While Huawei may have stolen a march on its competitors with its latest AI implementation in the P20 Pro, it is likely to be short-lived, as more will arrive later this year from Samsung, Apple, and Google as they upgrade their flagship smartphones. Indeed, Huawei is also likely to provide another step up in AI in 2018 with its new Mate device. It is expected that the focus for AI-based features on these devices will still be around voice and imaging (including facial recognition and other biometrics) but it will be the ability to convert the use of AI into a near-seamless upgrade in features and the UX that will provide key points of differentiation. Moreover, as AI is still in its nascent stage, it is important that any such launches do continue to show some tangible benefits to the end user rather than just being used as a marketing exercise to present immature AI experiences that are far from ready for market.

In the longer term, the smartphone will undoubtedly be rooted in advancements of AI and machine learning, both of which are expected to achieve more widespread adoption. However, for this to happen, the use of AI chips needs to drive down the smartphone price tiers. This will require companies such as ARM and Qualcomm to be more heavily involved in AI implementations, while the major vendors need to start working toward creating dedicated chips for the mid- to low-end sectors of their portfolios. Owing to this expected trend in smartphone AI attach rates, ABI Research believes there will be around 60 million AI-enabled smartphones in circulation in 2018, and this is expected to grow beyond 1 billion by 2022.
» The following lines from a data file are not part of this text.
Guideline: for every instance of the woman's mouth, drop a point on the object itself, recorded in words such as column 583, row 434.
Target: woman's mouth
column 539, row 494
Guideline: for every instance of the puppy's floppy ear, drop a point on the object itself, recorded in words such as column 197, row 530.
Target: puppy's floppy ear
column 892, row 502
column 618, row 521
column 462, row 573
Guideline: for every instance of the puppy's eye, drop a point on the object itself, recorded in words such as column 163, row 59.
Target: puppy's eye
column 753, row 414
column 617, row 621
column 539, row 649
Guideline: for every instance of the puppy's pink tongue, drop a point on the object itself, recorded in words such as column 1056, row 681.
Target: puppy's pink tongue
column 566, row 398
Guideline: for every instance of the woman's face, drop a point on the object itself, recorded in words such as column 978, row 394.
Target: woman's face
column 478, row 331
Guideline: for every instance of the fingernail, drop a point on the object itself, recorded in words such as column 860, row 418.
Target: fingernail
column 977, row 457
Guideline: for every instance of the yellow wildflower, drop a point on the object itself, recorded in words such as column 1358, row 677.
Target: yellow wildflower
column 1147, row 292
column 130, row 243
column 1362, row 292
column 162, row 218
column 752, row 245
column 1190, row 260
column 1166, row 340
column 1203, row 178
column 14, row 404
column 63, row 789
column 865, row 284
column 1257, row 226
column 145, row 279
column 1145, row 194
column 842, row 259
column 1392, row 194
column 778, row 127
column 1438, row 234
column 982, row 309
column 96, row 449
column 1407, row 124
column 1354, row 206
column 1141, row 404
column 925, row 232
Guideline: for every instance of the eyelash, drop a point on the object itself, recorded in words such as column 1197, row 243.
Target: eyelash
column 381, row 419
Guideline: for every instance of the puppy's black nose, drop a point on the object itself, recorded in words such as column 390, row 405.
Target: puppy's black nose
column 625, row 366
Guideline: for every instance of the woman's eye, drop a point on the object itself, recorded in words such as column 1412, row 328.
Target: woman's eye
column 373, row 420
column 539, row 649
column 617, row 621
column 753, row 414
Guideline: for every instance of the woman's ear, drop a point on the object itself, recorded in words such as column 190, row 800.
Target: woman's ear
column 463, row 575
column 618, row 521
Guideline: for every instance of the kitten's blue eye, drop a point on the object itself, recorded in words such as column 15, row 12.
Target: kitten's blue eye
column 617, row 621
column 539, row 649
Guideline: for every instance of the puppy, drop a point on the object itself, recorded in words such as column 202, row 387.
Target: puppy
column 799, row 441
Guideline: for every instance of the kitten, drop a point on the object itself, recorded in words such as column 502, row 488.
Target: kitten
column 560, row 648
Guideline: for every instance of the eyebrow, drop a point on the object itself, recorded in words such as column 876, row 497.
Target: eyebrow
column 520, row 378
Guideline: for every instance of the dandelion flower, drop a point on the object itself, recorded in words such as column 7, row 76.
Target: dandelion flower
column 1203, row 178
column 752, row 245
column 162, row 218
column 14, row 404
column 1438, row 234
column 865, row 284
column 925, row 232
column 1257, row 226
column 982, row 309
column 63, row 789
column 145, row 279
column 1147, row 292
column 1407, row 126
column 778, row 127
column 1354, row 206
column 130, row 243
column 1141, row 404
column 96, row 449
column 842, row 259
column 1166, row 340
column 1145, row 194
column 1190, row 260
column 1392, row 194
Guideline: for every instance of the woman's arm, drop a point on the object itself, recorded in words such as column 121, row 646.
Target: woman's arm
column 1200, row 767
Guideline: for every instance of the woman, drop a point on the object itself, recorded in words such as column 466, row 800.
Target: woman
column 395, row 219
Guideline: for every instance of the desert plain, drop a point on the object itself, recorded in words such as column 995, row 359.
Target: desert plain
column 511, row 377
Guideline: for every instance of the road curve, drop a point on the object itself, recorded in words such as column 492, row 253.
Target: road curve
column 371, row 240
Immersive experiences in smartphones are expected to continue evolving, based on touch and touchless User Interfaces (UIs), with many new interfaces developing with voice, AI, Virtual Reality (VR), Augmented Reality (AR), and gesture coming to the fore. In this era, mobile phones will be an extended part of the ecosystem through which many applications and services will be accessed via immersive UIs, driven in no small part by AI. Indeed, use of AI will ensure that a whole host of inputs and gestures on the smartphone can be accurately tracked and interpreted so that individual usage patterns and trends can be recognized. This will provide the end user with a greatly enhanced UX and extremely personalized assistant, taking the industry toward a “post-smartphone era” of new ecosystems and experiences.